Lyra met his wide eyes. “Then I guess they forgot to mention whose leash the Syndicate’s holding.”
He looked ready to bolt. Then his boot slipped on debris, and he went down hard. The sound that followed wasn’t dramatic — just a dull thud and a sharp intake of breath — but blood bloomed through his jeans fast.
Lyra knelt beside him without thinking. “Hold still.”
“Don’t—” His voice broke. “Don’t touch me. You’ll—”
“Bleed out?” she said quietly. “Yeah, that’s the alternative.”
Maverick moved like he meant to stop her, but she was already reaching out. Her fingers brushed the boy’s shin. The mark on her wrist pulsed silver-gold, soft and slow. Warmth spread, the bleeding stopped, skin knitting clean.
The kid stared at his leg. “You— you fixed it.”
“I told you I wasn’t here to hurt you.”
He looked shaken, more confused than afraid now. “You shouldn’t show people that. They’ll find you.”

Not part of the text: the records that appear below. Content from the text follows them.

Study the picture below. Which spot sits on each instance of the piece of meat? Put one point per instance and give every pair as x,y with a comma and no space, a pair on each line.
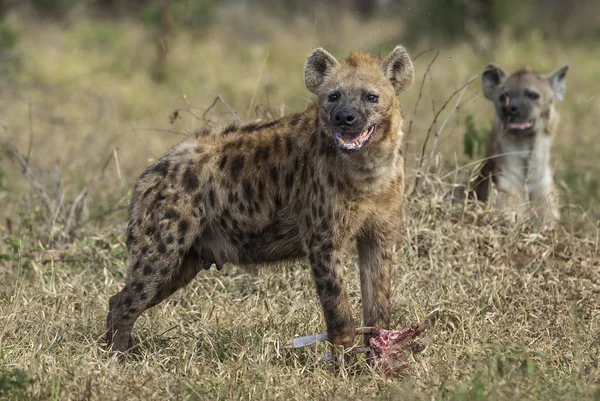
389,350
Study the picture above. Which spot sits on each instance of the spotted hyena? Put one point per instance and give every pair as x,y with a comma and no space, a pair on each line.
518,156
302,186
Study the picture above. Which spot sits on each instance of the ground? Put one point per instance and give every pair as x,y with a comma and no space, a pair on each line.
519,315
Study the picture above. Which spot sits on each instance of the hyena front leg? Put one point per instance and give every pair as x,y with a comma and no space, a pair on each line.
167,263
375,259
325,267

“Maybe.” Lyra stood. “But sometimes you help anyway.”
He swallowed hard. “If they ask, I’ll say I never saw you.”
Lyra smiled faintly. “No. If they ask, you tell them you saw someone trying to help.”
The boy nodded, still trembling. “I will.”
As he ran, Maverick said quietly, “That was reckless.”
“Maybe. But he won’t tell them. Not really.”
“You trust him?”
“I healed his leg,” she said. “That kind of thing sticks with people.”
As they left, Maverick glanced over his shoulder.
The kid was still standing in the doorway, one hand gripping the frame, watching them vanish into the rain.
“You think he’ll keep quiet?” Maverick asked.
“He will,” Lyra said. “He just doesn’t know why yet.”